David Goldblatt: Documenting a country’s values in visuals (Daily Maverick)

Daily Maverick: David Goldblatt: Documenting a country’s values in visuals. “As the world hears of the death of renowned photographer David Goldblatt at the age of 87 on 25 June, 2018, his photographs remind us of the life and times of generations living under apartheid – and beyond.” A digital archive is planned for Mr. Goldbatt’s work.

Georgia State University: Georgia Association of Educators records open; periodicals online

Georgia State University: Georgia Association of Educators records open; periodicals online. “The records document the merger of the Georgia Education Association and the Georgia Teachers and Education Association, which represented white and black teachers, respectively, and integration of K-12 schools around the state circa 1970. Periodicals from the collection (1930-2017) have been digitized and are available online as part of GSU Library’s Digital Collections.
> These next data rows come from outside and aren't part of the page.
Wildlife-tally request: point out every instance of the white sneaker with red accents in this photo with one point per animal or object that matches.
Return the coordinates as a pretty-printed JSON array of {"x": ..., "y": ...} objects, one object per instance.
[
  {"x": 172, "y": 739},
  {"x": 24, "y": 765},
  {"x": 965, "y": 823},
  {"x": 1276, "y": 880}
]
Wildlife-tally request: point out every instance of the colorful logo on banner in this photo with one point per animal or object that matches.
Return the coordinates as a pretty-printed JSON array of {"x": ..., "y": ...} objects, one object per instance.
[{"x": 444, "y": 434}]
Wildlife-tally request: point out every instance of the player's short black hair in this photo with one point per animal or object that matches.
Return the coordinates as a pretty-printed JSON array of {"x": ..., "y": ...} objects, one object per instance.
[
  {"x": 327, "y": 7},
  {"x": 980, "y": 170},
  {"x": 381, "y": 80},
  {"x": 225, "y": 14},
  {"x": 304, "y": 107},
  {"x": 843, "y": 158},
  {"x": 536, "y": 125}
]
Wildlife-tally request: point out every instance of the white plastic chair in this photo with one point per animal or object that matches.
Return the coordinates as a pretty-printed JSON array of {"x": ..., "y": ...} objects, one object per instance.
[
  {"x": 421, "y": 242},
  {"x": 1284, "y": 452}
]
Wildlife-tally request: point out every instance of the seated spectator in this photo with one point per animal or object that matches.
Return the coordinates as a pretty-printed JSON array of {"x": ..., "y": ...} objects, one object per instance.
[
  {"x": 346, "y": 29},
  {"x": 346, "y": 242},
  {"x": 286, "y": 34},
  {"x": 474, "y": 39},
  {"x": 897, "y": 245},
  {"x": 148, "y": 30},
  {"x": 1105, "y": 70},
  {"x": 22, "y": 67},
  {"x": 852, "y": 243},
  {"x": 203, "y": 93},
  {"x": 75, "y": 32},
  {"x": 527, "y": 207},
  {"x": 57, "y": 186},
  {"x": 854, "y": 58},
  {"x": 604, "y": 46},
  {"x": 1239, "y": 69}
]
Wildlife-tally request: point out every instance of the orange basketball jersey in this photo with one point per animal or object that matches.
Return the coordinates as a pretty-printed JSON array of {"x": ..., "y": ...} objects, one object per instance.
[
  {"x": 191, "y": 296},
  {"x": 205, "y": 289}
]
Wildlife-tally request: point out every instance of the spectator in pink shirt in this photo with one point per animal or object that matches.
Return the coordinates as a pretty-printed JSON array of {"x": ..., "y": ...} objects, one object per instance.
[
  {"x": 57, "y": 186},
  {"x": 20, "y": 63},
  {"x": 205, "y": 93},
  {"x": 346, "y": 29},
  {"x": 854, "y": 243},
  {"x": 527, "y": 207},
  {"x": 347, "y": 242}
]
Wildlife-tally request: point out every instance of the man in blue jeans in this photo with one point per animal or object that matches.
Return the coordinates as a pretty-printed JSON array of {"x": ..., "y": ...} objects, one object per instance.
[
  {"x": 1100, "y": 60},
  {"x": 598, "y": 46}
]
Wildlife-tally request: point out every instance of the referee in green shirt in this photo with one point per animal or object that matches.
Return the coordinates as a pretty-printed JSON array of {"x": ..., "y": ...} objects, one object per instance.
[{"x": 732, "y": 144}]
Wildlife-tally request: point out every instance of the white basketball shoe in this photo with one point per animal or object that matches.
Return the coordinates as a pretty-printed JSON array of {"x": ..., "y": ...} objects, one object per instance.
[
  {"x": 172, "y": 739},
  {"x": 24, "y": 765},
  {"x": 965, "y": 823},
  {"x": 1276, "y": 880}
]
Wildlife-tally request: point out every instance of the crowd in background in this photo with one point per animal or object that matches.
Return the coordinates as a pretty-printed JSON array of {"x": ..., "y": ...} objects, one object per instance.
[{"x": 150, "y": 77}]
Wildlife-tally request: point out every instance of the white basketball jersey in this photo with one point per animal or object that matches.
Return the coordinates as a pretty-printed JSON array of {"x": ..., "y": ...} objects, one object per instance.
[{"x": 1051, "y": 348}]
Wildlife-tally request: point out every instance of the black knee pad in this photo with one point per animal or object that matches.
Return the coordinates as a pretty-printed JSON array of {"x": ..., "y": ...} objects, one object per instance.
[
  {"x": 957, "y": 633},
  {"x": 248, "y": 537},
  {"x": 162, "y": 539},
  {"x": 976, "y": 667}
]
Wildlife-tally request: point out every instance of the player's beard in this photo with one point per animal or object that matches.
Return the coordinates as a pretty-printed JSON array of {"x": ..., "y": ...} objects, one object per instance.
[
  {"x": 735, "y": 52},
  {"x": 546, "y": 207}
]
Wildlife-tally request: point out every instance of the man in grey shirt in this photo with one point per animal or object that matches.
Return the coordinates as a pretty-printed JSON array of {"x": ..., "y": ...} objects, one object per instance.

Scholars, students, and the general public are invited to visit Special Collections and Archives to use the collection.”

Journal of Blacks in Higher Education: Roanoke College Students Create Digital Archive Documenting th Area’s Civil Rights Era

Journal of Blacks in Higher Education: Roanoke College Students Create Digital Archive Documenting th Area’s Civil Rights Era. “Last semester students in an introduction to public history class at Roanoke College in Salem, Virginia, created a digital archive of newspaper and other clippings collected during the civil rights era by the Hill Street Baptist Church in Roanoke. The project documents efforts in the area to desegregate lunch counters. movie theaters, and public schools during the 1950s and 1960s.”